Blood Moon Rising


Title: Blood Moon Rising
Rating: 2.5/5
Genre: Horror/Comedy
Starring: Laurie Love, Neal Trout
Director: Brian Skiba

It certainly seems like Grindhouse flicks are becoming all the rage; first Planet Terror and then Machete, but this hints at something that Rodriguez' offerings didn't: the complete and utter absence of a respectable budget. Mimicking the film reels used in the old 70s offerings, the time period this is also set in comes complete with all the drug abuse, random sex scenes and fake blood exploding everywhere. This should have been something glorious; a film not as much mocking the past but re-creating it in all its nonsensical glory. Vampires, Demons, Werewolves and Zombies coalescing in a whirlwind plot that somehow involves a cursed book that opens the gates of Hell so the Devil – a vampires father, who in turn happens to be the great great grandmother of our female protagonist – desperately trying to use a oddly shaped pendant to prevent hell on earth.

Our first time director (at least this is his first full-length release) has clearly a decent understanding of the style and admirably avoids CGI unless absolutely necessary, being impractical on the given budget to do it any other way, and despite looking out of place maintains an intentionally cheap feel that doesn't betray the cheesy vision he's created. The problems largely stem from the fact he takes it all a little too far, not differentiating between the tasteful and the annoying; the editing looks hacked with with a butchers knife, complete with reels getting lost and spinning out of sync, cutting all too abruptly and jarringly away from the sleazy rock and roll soundtrack. The volume levels are painfully mastered with entire sections of dialogue lost, and any attempt to adjust the volume yourself are met with a sudden transition to loudness ensuring that certain pieces of the already nonsensical puzzle are forever lost.

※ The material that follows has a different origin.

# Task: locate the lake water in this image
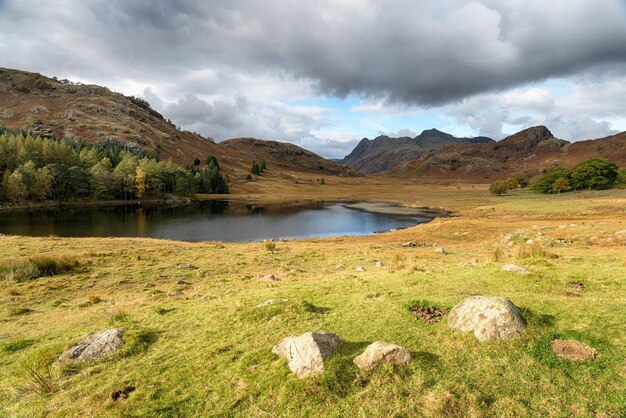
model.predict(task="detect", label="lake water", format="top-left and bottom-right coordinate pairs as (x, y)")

Fortunately the piece is brought back from the brink by the large cast capable of lending a touch of humour to the proceedings; from the geek with his guns and comic book obsession, trying to act the macho hero but often letting his female companion do the lions share of exploding heads, a cameo appearance from Ron Jeremy along side bike riding vampires, Jamaican stoners and bike gangs that are really just out to have fun; the fact that nothing seems to make any sense can quickly be forgiven given the fact that it all allows for these amusing scenario's to emerge. At times it is certainly annoying in how indiscriminately he pieced the product together, but at no point does this ever feel slow or without its idea's to toss about.